Peu à peu, sans contrainte, le visiteur se laisse entraîner dans ce jeu de correspondances qui met en perspective critique la modernité et les chimères du progrès humain. Avec le choix de la police Futura pour la réalisation de la plaque commémorative, il imagine, les croisant et les décroisant, une « grotesque » à l’ambition scientifique et moderne au service des avant-gardes, le « romain » imposé dans la propagande nazie à partir de 1941, le « flux visuel » de l’Amérique en guerre, le générique de 2001 : L’Odyssée de l’espace, la plaque commémorative installée sur le sol lunaire par la mission Apollo 11 ou…, avec nombre de publicités contemporaines, la signalétique de plusieurs musées et centres d’art parisiens.

Par l’exposition et les livres qui l’accompagnent4, Raphaël Dallaporta objecte à l’image choc, à l’image de l’événement, à l’image de compassion, qu’on oublie au rythme de sa succession, l’image leurre, celle d’une temporalité de l’après, apte à rendre visible l’invisible, le caché, l’inaccessible, l’image piège, silencieuse qui taraude l’esprit de celui qui prend le temps de s’y arrêter et d’en gratter l’esthétique. En donnant librement à interroger le doute dans l’image, il contribue à animer le débat entre la mémoire, le témoignage et l’histoire.

Jean-Marie Baldner janvier 2020

Raphaël Dallaporta (Prix Niépce 2019), commissaire Lucie Plessis, Galerie Dityvon, Bibliothèque universitaire Saint-Serge (BUA), 11 allée François Mitterrand, 49000 Angers, 17 janvier – 4 avril 2020.
Les séries sont visibles sur le site de Raphaël Dallaporta

1. Martin Parr, Introduction, in Raphaël Dallaporta (2010), Antipersonnel, Paris : Éditions Xavier Barral.

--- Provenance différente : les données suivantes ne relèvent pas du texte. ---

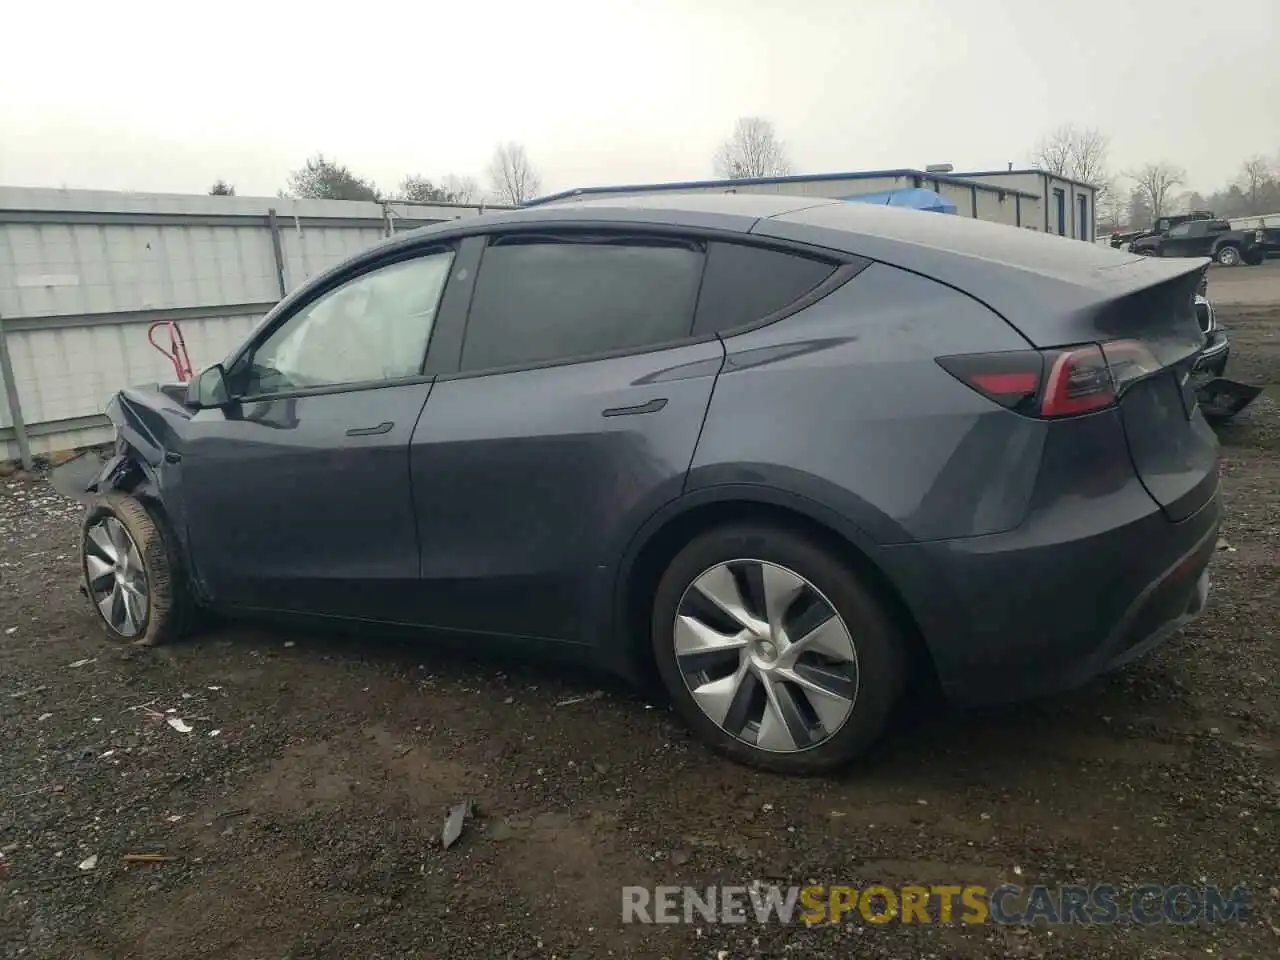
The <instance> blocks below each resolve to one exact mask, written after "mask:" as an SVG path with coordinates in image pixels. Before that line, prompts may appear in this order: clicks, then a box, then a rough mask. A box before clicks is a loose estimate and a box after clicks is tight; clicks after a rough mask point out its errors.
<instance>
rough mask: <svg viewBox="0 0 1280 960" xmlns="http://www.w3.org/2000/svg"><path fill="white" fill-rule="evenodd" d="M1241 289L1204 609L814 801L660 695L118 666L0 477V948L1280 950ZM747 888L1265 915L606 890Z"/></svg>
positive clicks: (1260, 563) (39, 479)
mask: <svg viewBox="0 0 1280 960" xmlns="http://www.w3.org/2000/svg"><path fill="white" fill-rule="evenodd" d="M1276 266H1277V268H1280V265H1276ZM1270 269H1271V268H1270V266H1268V268H1260V269H1258V270H1260V271H1261V270H1270ZM1275 275H1276V276H1277V278H1280V269H1277V271H1276V274H1275ZM1256 279H1257V276H1248V271H1247V270H1245V269H1243V268H1238V269H1236V270H1234V271H1228V270H1215V274H1213V279H1211V291H1212V292H1213V293H1215V294H1216V296H1217V298H1219V301H1220V303H1222V305H1224V306H1222V308H1221V315H1222V319H1224V321H1225V323H1228V324H1229V325H1230V328H1231V330H1233V340H1234V353H1233V361H1231V367H1233V370H1235V371H1238V375H1240V376H1242V378H1247V379H1251V380H1254V381H1260V380H1261V381H1266V383H1268V384H1271V385H1272V390H1271V393H1270V394H1268V396H1265V397H1262V398H1260V401H1258V402H1257V403H1256V404H1254V407H1253V408H1252V410H1251V411H1249V412H1248V413H1247V415H1245V416H1244V417H1243V421H1242V422H1239V424H1235V425H1233V426H1230V428H1228V429H1224V431H1222V442H1224V457H1225V466H1224V476H1225V494H1224V495H1225V502H1226V509H1228V517H1226V521H1225V527H1224V531H1222V534H1224V538H1225V540H1226V543H1228V544H1229V545H1230V548H1229V549H1222V550H1220V552H1219V554H1217V557H1216V561H1215V568H1213V577H1215V585H1213V591H1212V594H1211V602H1210V607H1208V609H1207V612H1206V614H1204V616H1203V617H1202V618H1201V620H1199V621H1197V622H1196V623H1194V625H1193V626H1192V627H1190V628H1188V630H1187V631H1185V632H1184V634H1183V635H1180V636H1179V637H1176V639H1175V640H1172V641H1171V643H1170V644H1167V645H1166V646H1165V648H1162V649H1161V650H1160V652H1157V653H1156V654H1155V655H1152V657H1151V658H1148V659H1146V660H1143V662H1139V663H1138V664H1134V666H1133V667H1130V668H1128V669H1126V671H1124V672H1121V673H1117V675H1115V676H1110V677H1106V678H1101V680H1098V681H1096V682H1093V684H1092V685H1089V686H1088V687H1085V689H1083V690H1079V691H1075V692H1073V694H1068V695H1062V696H1057V698H1053V699H1048V700H1039V701H1034V703H1028V704H1021V705H1018V707H1010V708H1002V709H998V710H983V712H961V710H955V709H951V708H947V707H945V705H940V704H934V703H918V704H913V705H911V709H908V710H904V713H902V717H901V718H900V719H899V721H897V722H896V724H895V727H893V730H892V732H891V735H890V736H888V739H887V740H886V741H884V742H883V744H882V745H881V746H879V748H878V749H876V751H874V753H873V755H872V756H870V758H869V759H868V760H867V762H864V763H861V764H859V765H858V767H855V768H854V769H850V771H847V772H845V773H842V774H840V776H836V777H828V778H819V780H786V778H780V777H773V776H767V774H760V773H754V772H751V771H748V769H744V768H741V767H736V765H733V764H731V763H728V762H724V760H719V759H717V758H714V756H713V755H710V754H708V753H707V751H705V750H704V749H703V748H701V746H699V745H698V744H696V742H695V741H692V740H691V739H690V736H689V735H687V733H686V732H685V730H684V728H682V727H681V726H680V724H678V723H677V722H676V721H675V719H673V718H672V716H671V714H669V713H668V712H667V709H666V708H664V707H663V705H662V704H652V705H650V704H646V703H644V701H641V700H639V699H637V698H636V696H635V695H632V694H630V692H627V691H626V690H625V689H622V687H620V686H617V685H616V684H612V682H609V681H607V680H603V678H600V677H594V676H586V675H577V673H570V672H567V671H564V669H562V668H557V667H552V666H545V664H538V663H530V662H527V660H522V659H518V658H513V657H512V655H509V654H508V655H506V657H497V655H484V657H468V655H466V654H465V653H460V652H457V650H447V652H445V650H440V649H438V648H435V646H431V645H428V644H422V643H419V644H413V643H407V641H389V640H378V639H371V637H365V639H349V637H347V639H343V637H332V636H324V635H319V634H312V632H307V631H289V630H280V628H266V627H256V626H243V625H234V626H224V627H220V628H218V630H214V631H212V632H210V634H207V635H204V636H201V637H198V639H196V640H192V641H189V643H184V644H180V645H175V646H172V648H161V649H159V650H155V652H142V650H134V649H123V648H120V646H115V645H111V644H110V643H108V641H105V640H104V639H102V636H101V635H100V634H99V632H97V631H96V628H95V626H93V622H92V620H91V616H90V611H88V608H87V604H86V602H84V600H83V598H81V596H79V595H78V594H77V589H76V588H77V563H76V554H74V539H76V525H77V520H78V515H79V508H78V507H77V506H76V504H74V503H72V502H69V500H64V499H61V498H60V497H58V495H56V494H54V493H52V490H51V489H50V488H49V485H47V484H46V483H45V481H44V480H42V479H40V477H29V479H22V477H10V479H8V480H3V481H0V579H3V591H0V628H3V631H4V634H3V635H0V851H3V858H0V896H3V900H0V957H19V956H22V957H87V959H90V960H95V959H105V957H164V959H165V960H184V959H187V957H225V959H228V960H232V959H234V960H242V959H243V960H257V959H260V957H333V959H334V960H349V959H352V957H360V959H361V960H372V959H374V957H604V956H617V957H623V956H636V957H684V956H689V957H714V959H717V960H727V959H728V957H749V956H795V957H854V956H859V957H861V956H867V957H902V959H910V960H923V959H924V957H993V956H1010V957H1064V959H1065V957H1071V959H1073V960H1074V959H1078V957H1132V959H1134V960H1157V959H1160V957H1181V956H1198V957H1204V956H1215V957H1275V956H1280V891H1277V888H1276V887H1277V884H1280V876H1277V873H1280V829H1277V826H1280V823H1277V822H1280V756H1277V749H1280V698H1277V680H1276V677H1277V666H1280V631H1277V622H1280V595H1277V582H1280V576H1277V559H1280V403H1277V402H1276V392H1275V387H1277V385H1280V349H1277V343H1280V339H1277V332H1280V308H1277V306H1276V305H1277V303H1280V284H1276V287H1274V288H1272V296H1271V301H1270V303H1271V305H1270V306H1266V305H1261V303H1256V302H1254V303H1249V305H1236V306H1226V303H1228V302H1230V301H1231V300H1233V297H1231V293H1230V291H1231V289H1236V293H1239V291H1240V289H1243V291H1244V293H1247V294H1249V296H1252V293H1249V291H1252V287H1251V285H1249V284H1251V283H1253V282H1254V280H1256ZM1245 288H1248V289H1245ZM584 698H585V699H584ZM571 700H576V701H575V703H568V701H571ZM169 718H174V719H178V718H180V719H182V721H183V722H184V723H186V724H188V726H189V727H191V728H192V731H191V732H179V731H178V730H175V728H174V727H173V726H170V724H169V723H168V719H169ZM468 797H470V799H472V800H474V801H475V804H476V808H477V809H476V813H477V815H476V818H475V819H472V820H470V822H467V824H466V828H465V832H463V835H462V838H461V840H460V841H458V842H457V845H454V846H453V847H451V849H449V850H442V849H440V845H439V833H440V827H442V823H443V819H444V815H445V813H447V810H448V808H449V805H451V804H454V803H457V801H460V800H462V799H468ZM136 852H160V854H164V855H165V856H170V858H173V859H172V860H166V861H161V863H127V861H124V860H123V859H122V858H123V856H124V855H127V854H136ZM90 858H96V861H93V868H92V869H82V867H83V865H86V861H88V859H90ZM753 879H763V881H776V882H783V883H806V882H813V881H817V882H818V883H828V884H833V883H849V884H855V886H865V884H867V883H876V882H883V883H888V884H891V886H896V884H902V883H910V882H919V883H925V884H931V883H961V884H965V883H982V884H987V886H989V887H993V886H996V884H998V883H1001V882H1015V883H1023V884H1032V883H1046V884H1066V883H1080V884H1096V883H1112V884H1116V886H1117V887H1121V888H1130V890H1132V888H1133V887H1134V886H1137V884H1138V883H1142V882H1156V883H1161V884H1172V883H1189V884H1193V886H1201V884H1206V883H1213V884H1219V886H1222V887H1228V888H1229V887H1234V886H1236V884H1243V886H1247V887H1248V888H1249V891H1251V895H1252V908H1253V915H1252V919H1249V920H1248V922H1245V923H1228V924H1217V925H1207V924H1193V925H1185V927H1180V925H1174V924H1162V925H1156V927H1151V928H1139V927H1134V925H1129V924H1117V925H1111V927H1079V925H1078V927H1056V928H1047V927H1043V925H1041V927H1032V928H1025V927H1016V928H1010V927H997V925H995V924H987V925H980V927H964V925H960V924H954V925H929V927H925V925H919V924H900V923H896V922H895V923H891V924H888V925H883V927H881V925H870V924H867V923H864V922H863V920H861V919H860V918H856V914H855V915H854V916H855V918H856V919H854V920H851V922H847V923H842V924H837V925H822V927H817V928H812V929H806V928H804V927H800V925H791V927H782V925H760V924H758V923H755V922H754V920H753V922H749V923H746V924H705V923H703V924H700V925H699V924H689V925H686V924H675V925H637V924H631V925H623V924H622V922H621V888H622V887H623V886H625V884H644V886H654V884H686V883H687V884H694V886H699V887H705V886H708V884H713V883H731V884H741V883H750V882H751V881H753Z"/></svg>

2. Voir Aubert Marcelle (1998), « Maisons-Alfort, le 8 septembre 1944, explosion du premier V2 opérationnel : début de l’ère spatiale », in Actes du colloque « Guerres et occupations dans le sud-est parisien, XVIIIe-XXe siècles », CLIO 94 n° 17, 1999,  pp. 195-213.

3. A4 Fibel, 4 août 1944, pp. 4, 5 et 165 (traduction JMB).

4. Antipersonnel (2004), Trézélan : Filigranes Éditions et Paris : Éditions Xavier Barral, 2010. Raphaël Dallaporta et Ondine Millot (2006), Esclavage domestique, Trézélan : Filigranes Éditions.